6 Time-Saving Link Analysis Tips As We Approach Penguin 4.0 [SEO Plugins, Tools, and Resources]

Glenn Gabe

google, seo, tools

Link Analysis Tips for Penguin 4.0

The mad dash is on to clean up link profiles. Penguin 4.0 is quickly approaching and many companies are heavily analyzing their link profiles in order to flag and handle unnatural links. Penguin 4.0 is supposed to be the real-time Penguin, which is great news for SEOs and webmasters that have dealt with Penguin issues in the past. That said, you never know how Google’s algorithms are going to behave until they are actually released in the wild (as we have seen before). We’ll hopefully learn more about Penguin 4 very soon.

I’ve been helping several companies prepare for the arrival of our cute, black and white, allegedly real-time, Antarctic friend. Yes, go ahead and say that five times fast. :) And while helping those clients, I’ve received a lot of questions about how to save time while analyzing links. For example, which tools, tips, and resources can help as you go through the process of analyzing a link profile? So, based on those questions, I’ve decided to write this post to cover six time-saving tips. My hope is they can make your SEO life a little easier as you fight unnatural links.

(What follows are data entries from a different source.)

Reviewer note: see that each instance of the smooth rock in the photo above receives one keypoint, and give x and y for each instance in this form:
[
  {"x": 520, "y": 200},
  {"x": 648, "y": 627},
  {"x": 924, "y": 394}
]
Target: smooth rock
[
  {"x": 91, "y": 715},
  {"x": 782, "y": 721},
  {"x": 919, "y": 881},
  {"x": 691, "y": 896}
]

Below, I’ll cover plugins, resources, SEO tools, and Excel tips. Here we go… the icy waters of Penguin await. :)

SpamFlag Chrome Extension
I was part of the beta when SpamFlag first launched, and I’ve loved the plugin ever since. SpamFlag is a Chrome extension that enables you to quickly identify a link on a webpage that’s pointing to a specific domain. You can enter the domain in the plugin settings, along with additional project domains (so you can list several to surface for while analyzing a webpage). Then when you visit a url, SpamFlag will highlight links to the domain(s) in question. It’s a huge timesaver while analyzing unnatural links.

SpamFlag Chrome Settings

SpamFlag provides a main notification menu at the top, which shows you if there is a link to the domain you are analyzing, how many of the links are nofollowed, how many are followed, and then a total number of links found (based on the domain you are analyzing). You can also click the link-type in the menu to hop down to the first link on the page that was flagged. For example, by clicking the “followed links” category in the top menu, you will be taken to the first followed link on the page that’s pointing to the domain you are analyzing.

SpamFlag Menu

Each link is highlighted in yellow, so you can easily spot them on the page. That’s very helpful, especially when you are digging through thousands of links. When you hover over the highlighted link, you can view the html code for the link (which enables you to truly see if it’s nofollowed, the destination url on the domain you are analyzing, etc.) Again, it’s a big time saver versus choosing “view source” and then digging through the source code.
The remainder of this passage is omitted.